He paused, somewhat tired of his long whispering.
“Has he so much sympathy for you?” said Eline softly. “How curious! I do not know him, of course; but I should say that his character is entirely in contrast with yours.”
“So it is. You are right. Perhaps it is for that very reason that he likes me; at all events, he is always declaring that I am much better than others think me, and than I even think myself.”

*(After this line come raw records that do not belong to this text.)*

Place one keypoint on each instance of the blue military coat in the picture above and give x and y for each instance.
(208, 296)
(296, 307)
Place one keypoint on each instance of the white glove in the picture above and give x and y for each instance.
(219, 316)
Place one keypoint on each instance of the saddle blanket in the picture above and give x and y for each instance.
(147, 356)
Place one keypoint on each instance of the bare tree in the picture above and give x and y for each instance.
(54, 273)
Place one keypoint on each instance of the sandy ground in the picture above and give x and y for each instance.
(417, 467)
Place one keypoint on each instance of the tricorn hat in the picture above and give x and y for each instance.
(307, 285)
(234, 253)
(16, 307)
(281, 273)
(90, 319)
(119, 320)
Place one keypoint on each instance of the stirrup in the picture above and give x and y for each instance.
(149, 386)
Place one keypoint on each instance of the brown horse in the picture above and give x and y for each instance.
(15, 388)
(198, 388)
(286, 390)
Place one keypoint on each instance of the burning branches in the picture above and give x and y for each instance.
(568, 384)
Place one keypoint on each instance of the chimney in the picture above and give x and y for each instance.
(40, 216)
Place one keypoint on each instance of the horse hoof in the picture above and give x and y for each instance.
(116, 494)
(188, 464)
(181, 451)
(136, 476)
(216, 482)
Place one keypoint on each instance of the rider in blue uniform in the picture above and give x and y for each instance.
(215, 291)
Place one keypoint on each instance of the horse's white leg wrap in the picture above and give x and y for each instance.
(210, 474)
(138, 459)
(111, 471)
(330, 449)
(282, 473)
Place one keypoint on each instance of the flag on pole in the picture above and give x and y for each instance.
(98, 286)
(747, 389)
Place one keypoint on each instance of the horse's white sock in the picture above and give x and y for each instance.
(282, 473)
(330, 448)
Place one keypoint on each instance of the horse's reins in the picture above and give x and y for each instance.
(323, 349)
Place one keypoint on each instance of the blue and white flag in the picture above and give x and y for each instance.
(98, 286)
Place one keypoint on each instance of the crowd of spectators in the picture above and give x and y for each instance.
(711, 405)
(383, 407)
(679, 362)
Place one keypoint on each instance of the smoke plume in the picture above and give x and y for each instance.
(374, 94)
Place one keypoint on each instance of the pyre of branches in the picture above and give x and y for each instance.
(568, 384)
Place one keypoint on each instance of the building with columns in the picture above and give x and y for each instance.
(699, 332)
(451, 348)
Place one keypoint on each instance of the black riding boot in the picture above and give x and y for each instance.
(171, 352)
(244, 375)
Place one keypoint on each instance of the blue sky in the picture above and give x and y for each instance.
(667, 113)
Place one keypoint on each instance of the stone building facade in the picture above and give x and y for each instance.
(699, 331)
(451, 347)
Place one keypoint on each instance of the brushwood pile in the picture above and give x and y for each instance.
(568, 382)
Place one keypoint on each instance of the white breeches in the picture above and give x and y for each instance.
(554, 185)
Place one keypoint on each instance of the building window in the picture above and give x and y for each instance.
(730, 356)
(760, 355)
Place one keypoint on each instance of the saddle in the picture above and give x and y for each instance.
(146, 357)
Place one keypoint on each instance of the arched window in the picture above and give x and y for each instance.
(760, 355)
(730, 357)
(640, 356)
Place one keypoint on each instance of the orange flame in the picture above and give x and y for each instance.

“Perhaps he finds you interesting as Elise finds me,” said Eline, with an involuntary sly little laugh. But now that she saw St. Clare approaching, she felt some self-reproach, as though she had wronged him. How could she compare the proud, manly truth that beamed from him with Elise’s airy coldness?
Elise was very busy serving out her liqueurs, and she asked Vincent whether he drank Kirsch or Curaçao, or whether he perhaps preferred cognac. Vincent sat down by the fire, beside her and Uncle Daniel, while St. Clare seated himself by the window next to Eline.
“And you are the nice little cousin, then, of whom Vincent has told me so much? The little cousin who nursed him so well?” he asked with a smile, as he placed his hands in his pockets, and with his clear, frank eyes looked penetratingly into Eline’s.
“Yes, I am the cousin who nursed him,” she answered in French. She spoke very good English, but his French pleased her, so that she did not ask him whether he preferred speaking English.
“That was at the Hague, was it not?”
“Yes, at the Hague. He was then staying at my brother-in-law’s.”
“And you were also staying with your brother-in-law, were you not?”